Vieram uns funcionários com ferramentas e conseguiram mover o elevador um pouco. Fui puxado para fora pelos braços. Na saída do prédio, havia meia dúzia de veículos 4x4 blindados, com vidros escuros, e umas sete motocicletas com policiais. O baixinho me disse: "Doutor Vivanco, a minha tarefa acaba aqui. Eu o deixo a cargo do coronel. Adeus". Eu disse: "O quê? O senhor está lavando as mãos pelo que pode nos ocorrer a partir de agora?" Aquele foi o momento em que mais tive medo. E se tudo o que acontecera até então fosse uma armação para nos fazer crer que estávamos a caminho do aeroporto, enquanto, na verdade, iríamos terminar na sede da Disip, o serviço de inteligência da Venezuela? Se fôssemos presos naquelas condições, sem ter conseguido avisar ninguém, o que poderia acontecer? Daniel e eu então decidimos, em uma rápida conversa, não entrar na caminhonete. Resistimos até que os brutamontes nos agarraram pelas pernas e pelos braços e nos enfiaram à força dentro do veículo.
Vocês foram levados diretamente ao aeroporto?
Vocês foram levados diretamente ao aeroporto?
Sim. Chegamos ao aeroporto por volta de meia-noite e fomos levados à pista, sem passar pela imigração. O primeiro avião que eu vi de dentro do carro foi o da Cubana de Aviación. Pensei, então, que o pesadelo não havia terminado e enfrentaria coisa ainda pior. Só faltava estarem nos mandando para Cuba! Depois me lembrei que Caracas é a única cidade latino-americana com vôos diretos para Teerã, no Irã. Temi que, em vez de Cuba, pudessem nos meter em um vôo para lá. Felizmente, o avião era o da Varig. Fiquei mais tranqüilo. Subimos as escadas, sob insultos dos brutamontes.

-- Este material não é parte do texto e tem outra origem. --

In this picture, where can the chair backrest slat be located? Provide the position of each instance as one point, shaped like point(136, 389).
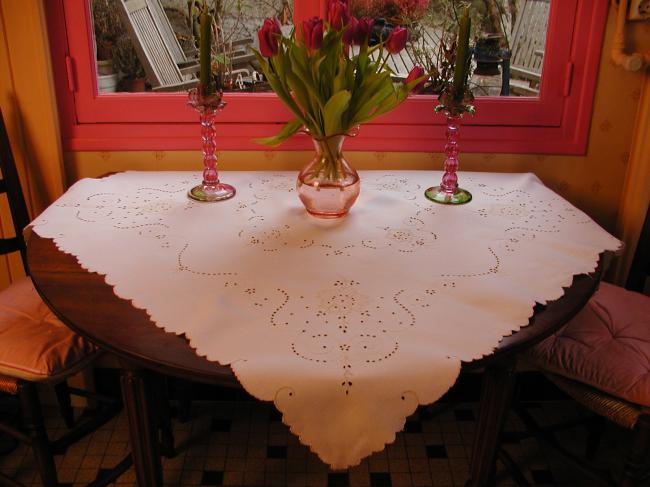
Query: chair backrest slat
point(640, 268)
point(12, 188)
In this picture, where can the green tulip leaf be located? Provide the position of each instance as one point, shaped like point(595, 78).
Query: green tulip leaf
point(287, 131)
point(333, 112)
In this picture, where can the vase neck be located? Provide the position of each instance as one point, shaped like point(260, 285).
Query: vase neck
point(330, 146)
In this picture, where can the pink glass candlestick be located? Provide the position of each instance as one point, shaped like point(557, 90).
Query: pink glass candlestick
point(211, 189)
point(448, 193)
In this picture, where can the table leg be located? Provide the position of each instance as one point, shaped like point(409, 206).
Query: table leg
point(143, 429)
point(496, 396)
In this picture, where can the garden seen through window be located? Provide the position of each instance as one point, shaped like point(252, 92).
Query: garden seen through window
point(151, 45)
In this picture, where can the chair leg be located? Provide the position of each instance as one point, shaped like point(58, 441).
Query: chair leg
point(595, 432)
point(497, 391)
point(183, 390)
point(35, 429)
point(635, 470)
point(143, 425)
point(164, 418)
point(65, 404)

O avião estava esperando por vocês?
O avião estava esperando por vocês?
Sim, o vôo ia para São Paulo e estava mais de duas horas atrasado. Os passageiros imaginavam, conforme nos contaram depois, que éramos amigos de Chávez e nos atrasamos porque ficamos em festa, celebrando com o presidente. Já as aeromoças brasileiras sabiam desde o início que se tratava de uma expulsão por razões políticas. Elas até nos permitiram ir ao banheiro dar um telefonema, enquanto o avião se preparava para decolar.
Houve algum problema na entrada na Venezuela?

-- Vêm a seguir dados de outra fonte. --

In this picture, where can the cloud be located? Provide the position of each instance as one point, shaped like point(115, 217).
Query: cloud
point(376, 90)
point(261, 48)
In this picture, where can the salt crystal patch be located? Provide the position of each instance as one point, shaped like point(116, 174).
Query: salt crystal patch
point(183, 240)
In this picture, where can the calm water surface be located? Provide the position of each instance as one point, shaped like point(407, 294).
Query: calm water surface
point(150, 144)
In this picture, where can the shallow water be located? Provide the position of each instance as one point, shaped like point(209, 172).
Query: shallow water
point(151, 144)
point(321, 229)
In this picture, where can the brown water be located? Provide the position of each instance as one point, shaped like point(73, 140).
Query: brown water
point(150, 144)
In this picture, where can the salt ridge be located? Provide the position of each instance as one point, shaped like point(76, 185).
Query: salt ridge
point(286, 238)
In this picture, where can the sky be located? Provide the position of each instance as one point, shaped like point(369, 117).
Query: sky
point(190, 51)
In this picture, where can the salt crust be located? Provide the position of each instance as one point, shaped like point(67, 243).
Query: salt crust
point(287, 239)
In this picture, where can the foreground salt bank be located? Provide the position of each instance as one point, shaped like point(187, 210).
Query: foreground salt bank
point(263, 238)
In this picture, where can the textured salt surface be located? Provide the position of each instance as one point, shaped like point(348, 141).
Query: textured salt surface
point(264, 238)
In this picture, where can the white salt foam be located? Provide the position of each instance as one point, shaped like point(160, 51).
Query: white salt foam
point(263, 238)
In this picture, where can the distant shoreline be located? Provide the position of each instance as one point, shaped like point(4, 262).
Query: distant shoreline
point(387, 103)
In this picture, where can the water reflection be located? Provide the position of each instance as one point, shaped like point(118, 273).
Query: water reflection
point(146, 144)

Houve algum problema na entrada na Venezuela?
Daniel e eu levamos a Caracas quatro caixas com cópias do relatório. Duas delas não chegaram à esteira das bagagens. Um funcionário da American Airlines, companhia na qual viajamos, nos ligou horas depois do desembarque, para relatar, constrangido, que a alfândega venezuelana havia confiscado as duas caixas, sob o argumento de que continham livros proibidos. Acredito que, na noite anterior à nossa expulsão, os agentes de inteligência da Venezuela leram o relatório. Chávez nos expulsou para mostrar o que acontece com aqueles que o criticam.

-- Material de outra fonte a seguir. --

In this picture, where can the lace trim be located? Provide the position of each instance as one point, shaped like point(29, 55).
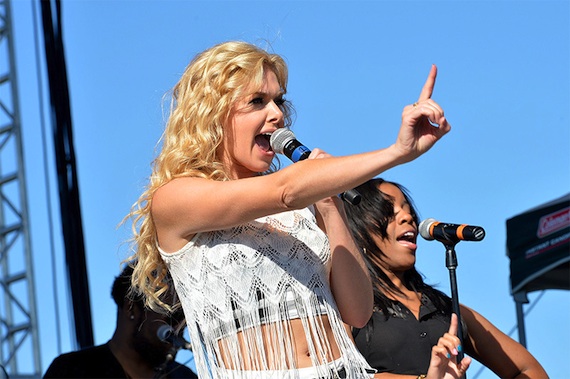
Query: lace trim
point(238, 288)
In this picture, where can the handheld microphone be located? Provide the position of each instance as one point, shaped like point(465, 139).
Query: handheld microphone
point(283, 141)
point(431, 229)
point(165, 333)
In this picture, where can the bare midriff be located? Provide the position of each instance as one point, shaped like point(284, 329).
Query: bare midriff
point(301, 355)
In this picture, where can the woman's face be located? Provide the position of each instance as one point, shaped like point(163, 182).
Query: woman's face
point(400, 246)
point(246, 146)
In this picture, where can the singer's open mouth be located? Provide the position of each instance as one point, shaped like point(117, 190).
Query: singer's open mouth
point(407, 236)
point(262, 140)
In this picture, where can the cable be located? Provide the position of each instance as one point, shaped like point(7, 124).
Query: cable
point(46, 175)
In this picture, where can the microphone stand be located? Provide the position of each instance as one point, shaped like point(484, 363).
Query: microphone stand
point(451, 264)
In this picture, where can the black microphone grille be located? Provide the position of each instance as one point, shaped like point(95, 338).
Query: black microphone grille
point(163, 332)
point(279, 139)
point(424, 228)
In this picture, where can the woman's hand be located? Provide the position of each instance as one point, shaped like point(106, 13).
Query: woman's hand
point(443, 363)
point(423, 123)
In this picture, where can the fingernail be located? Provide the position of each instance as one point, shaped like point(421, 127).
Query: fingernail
point(434, 124)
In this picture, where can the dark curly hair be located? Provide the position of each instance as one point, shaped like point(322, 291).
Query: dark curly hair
point(371, 218)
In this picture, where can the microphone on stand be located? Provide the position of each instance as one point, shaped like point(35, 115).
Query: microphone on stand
point(431, 229)
point(165, 333)
point(283, 141)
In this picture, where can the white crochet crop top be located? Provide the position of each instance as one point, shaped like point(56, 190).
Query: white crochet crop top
point(265, 272)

O governo venezuelano os acusou de estarem a serviço do governo americano. Faz sentido?
O governo venezuelano os acusou de estarem a serviço do governo americano. Faz sentido?
Isso é completamente absurdo. Temos inúmeras publicações condenando a administração de George W. Bush pela prisão de Guantánamo. Mas não há comparação entre a maneira de o governo americano reagir às críticas e a de Chávez. Cada vez que alguém se opõe ao chavismo, é classificado como golpista, reacionário e agente do império. Chávez faz isso para intimidar e para não ter de responder às críticas. A tática de seu governo é falsificar a verdade. Mentir, mentir e voltar a mentir. É assim que ele está acostumado a governar.